As democratic centralism and purges end in central and eastern Europe, is there not a danger of the same democratic centralism and purges being reasserted in the Conservative party? Has the Minister noted the recent article by the right hon. Member for Chingford (Mr. Tebbit) suggesting that if Tory Members of the European Parliament do not toe the Prime Minister's little England line on the Community and the Community budget, they may have to leave the party? Does he approve of that view?

Mr. Maude

The hon. Gentleman tries hard, but to little effect. His words come a little oddly just after one of his hon. Friends expressed an ultimately little Englander view. He tries hard but he does not cut any ice. In the Conservative party we have a firm view about the sort of Europe that we want to develop—an open, liberal European Community based on co-operation between friendly states. That will remain the case.

Mr. Gow

Does my hon. Friend consider that an annual net contribution to the Community of £2 billion is too much, too little or about right? Is it not true that if the vaulting ambitions of the supra-nationalists had been restricted and the Community had devoted itself only to the free movement of people, goods and capital in the member states, this massive contribution would have been dramatically reduced?

Mr.

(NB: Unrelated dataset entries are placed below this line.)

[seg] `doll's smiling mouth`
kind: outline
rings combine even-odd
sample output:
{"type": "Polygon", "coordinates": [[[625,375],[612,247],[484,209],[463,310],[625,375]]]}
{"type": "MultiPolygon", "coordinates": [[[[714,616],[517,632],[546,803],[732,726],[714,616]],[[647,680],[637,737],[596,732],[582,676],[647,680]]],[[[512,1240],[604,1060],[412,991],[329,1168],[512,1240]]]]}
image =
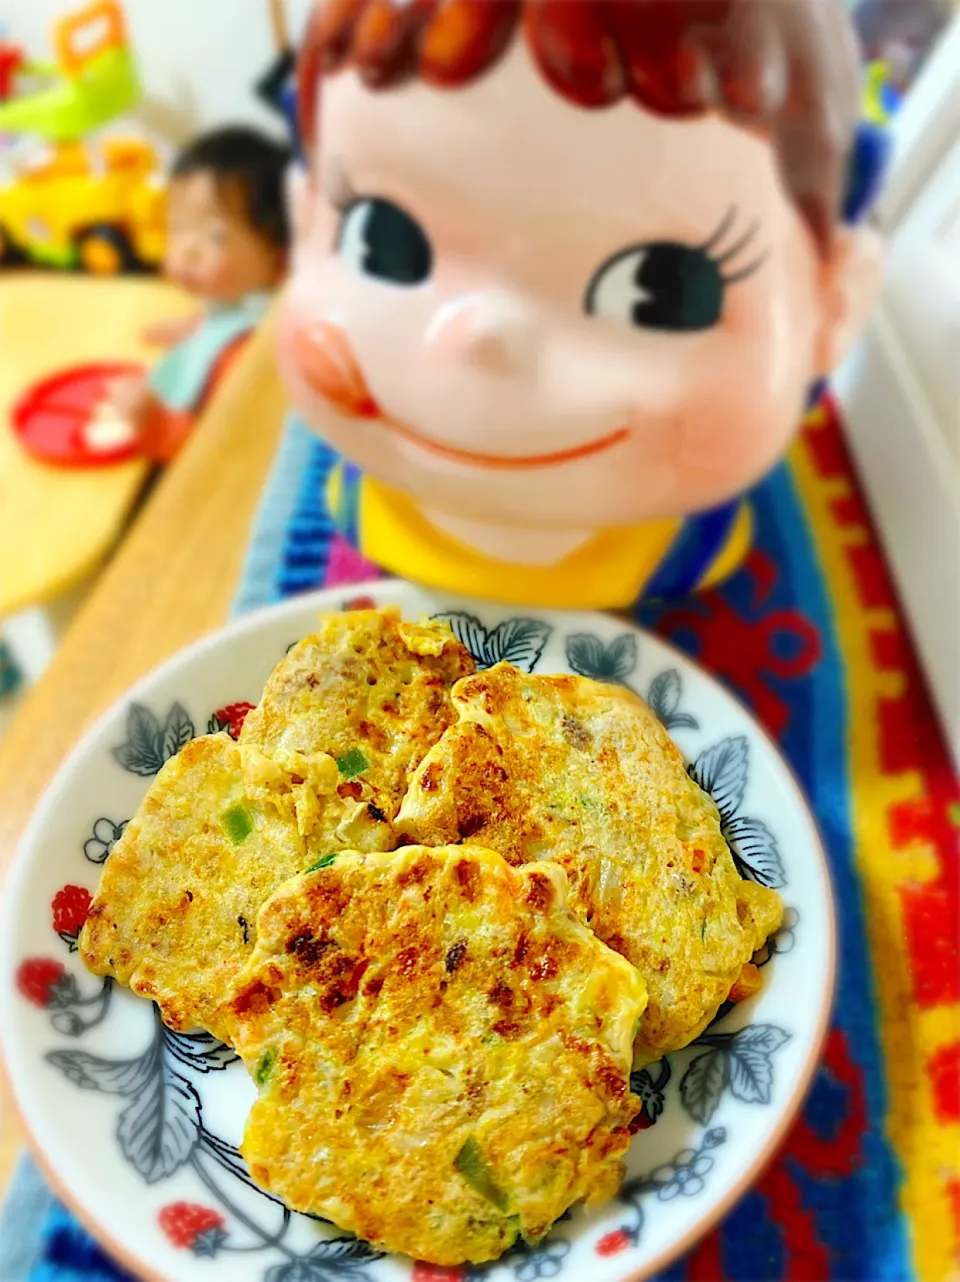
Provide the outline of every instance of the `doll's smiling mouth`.
{"type": "Polygon", "coordinates": [[[484,454],[478,450],[458,449],[423,436],[384,412],[367,384],[349,340],[338,325],[321,320],[297,327],[292,333],[292,348],[294,361],[307,386],[339,413],[376,422],[401,440],[454,463],[502,472],[559,467],[613,449],[630,435],[629,427],[618,427],[581,445],[543,454],[484,454]]]}
{"type": "Polygon", "coordinates": [[[397,423],[384,414],[380,414],[377,421],[391,432],[395,432],[403,440],[410,441],[421,449],[428,450],[431,454],[437,454],[441,458],[451,459],[457,463],[469,463],[472,467],[485,467],[513,472],[523,471],[527,468],[556,467],[561,463],[573,463],[577,459],[590,458],[594,454],[600,454],[604,450],[609,450],[615,445],[619,445],[630,434],[629,428],[619,427],[614,432],[608,432],[606,436],[598,437],[593,441],[585,441],[583,445],[574,445],[566,450],[554,450],[548,454],[480,454],[474,450],[458,450],[452,445],[441,445],[439,441],[431,440],[427,436],[421,436],[419,432],[414,432],[411,428],[405,427],[402,423],[397,423]]]}

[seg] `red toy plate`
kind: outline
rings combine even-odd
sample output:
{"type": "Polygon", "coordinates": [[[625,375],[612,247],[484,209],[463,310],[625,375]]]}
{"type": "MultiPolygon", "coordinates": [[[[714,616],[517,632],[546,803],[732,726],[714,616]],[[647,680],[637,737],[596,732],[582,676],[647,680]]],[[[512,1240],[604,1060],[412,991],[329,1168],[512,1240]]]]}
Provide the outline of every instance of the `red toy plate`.
{"type": "Polygon", "coordinates": [[[28,454],[58,467],[104,467],[134,458],[135,441],[96,450],[87,444],[83,429],[111,383],[142,373],[142,365],[120,361],[60,370],[20,397],[11,415],[14,433],[28,454]]]}

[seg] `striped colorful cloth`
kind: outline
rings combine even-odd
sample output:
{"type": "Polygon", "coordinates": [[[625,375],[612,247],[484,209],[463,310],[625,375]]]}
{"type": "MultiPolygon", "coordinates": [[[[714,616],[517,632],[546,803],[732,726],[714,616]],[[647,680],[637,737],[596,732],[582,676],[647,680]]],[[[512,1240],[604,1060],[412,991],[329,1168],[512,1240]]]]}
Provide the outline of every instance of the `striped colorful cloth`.
{"type": "MultiPolygon", "coordinates": [[[[318,508],[332,462],[291,425],[238,610],[375,573],[318,508]]],[[[742,570],[638,618],[749,703],[802,781],[833,869],[840,980],[823,1065],[779,1157],[662,1280],[952,1282],[960,790],[829,403],[753,501],[742,570]]],[[[125,1277],[31,1180],[28,1169],[0,1231],[0,1282],[125,1277]]]]}

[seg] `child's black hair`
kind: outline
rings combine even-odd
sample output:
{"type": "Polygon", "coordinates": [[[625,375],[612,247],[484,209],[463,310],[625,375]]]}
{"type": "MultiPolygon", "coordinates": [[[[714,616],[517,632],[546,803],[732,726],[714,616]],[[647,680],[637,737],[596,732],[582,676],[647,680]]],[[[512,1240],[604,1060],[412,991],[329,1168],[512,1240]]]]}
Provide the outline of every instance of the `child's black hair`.
{"type": "Polygon", "coordinates": [[[174,178],[209,173],[217,186],[241,193],[252,227],[278,249],[290,244],[284,175],[292,153],[246,125],[228,125],[201,134],[173,165],[174,178]]]}

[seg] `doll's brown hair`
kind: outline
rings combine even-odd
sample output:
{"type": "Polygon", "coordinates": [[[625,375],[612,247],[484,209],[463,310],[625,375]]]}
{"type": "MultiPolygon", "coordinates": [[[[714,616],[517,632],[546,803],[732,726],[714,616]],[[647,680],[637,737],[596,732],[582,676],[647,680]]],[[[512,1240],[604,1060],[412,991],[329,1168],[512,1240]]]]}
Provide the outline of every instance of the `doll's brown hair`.
{"type": "Polygon", "coordinates": [[[300,61],[307,146],[321,76],[352,67],[375,89],[415,78],[455,89],[518,33],[546,81],[581,107],[633,98],[665,116],[716,111],[762,133],[829,246],[859,116],[841,0],[319,0],[300,61]]]}

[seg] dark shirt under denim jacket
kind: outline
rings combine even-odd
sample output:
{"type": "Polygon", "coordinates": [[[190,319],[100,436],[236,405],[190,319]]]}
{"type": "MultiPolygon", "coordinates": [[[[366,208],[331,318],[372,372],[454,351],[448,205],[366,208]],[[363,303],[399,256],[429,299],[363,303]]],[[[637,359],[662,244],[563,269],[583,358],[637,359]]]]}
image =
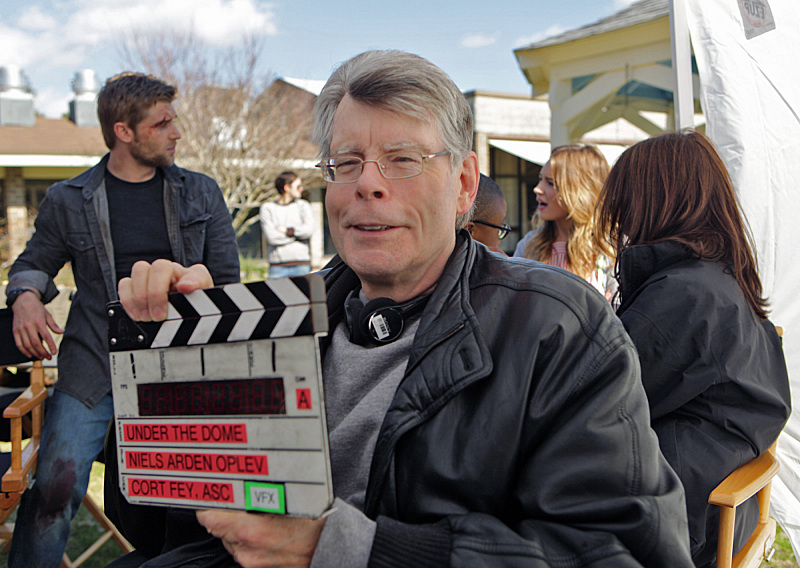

Maude

Undoubtedly one of the principal causes of the large Community budget which has led to the United Kingdom's net contribution has been the common agricultural policy, and that is well understood. When my right hon. Friend the Prime Minister was carrying out the negotiations which led to such a substantial and dramatic reduction in our contribution, plenty of Opposition Members were prepared to decry her efforts. I am glad that she stuck firmly to her purpose and succeeded so well.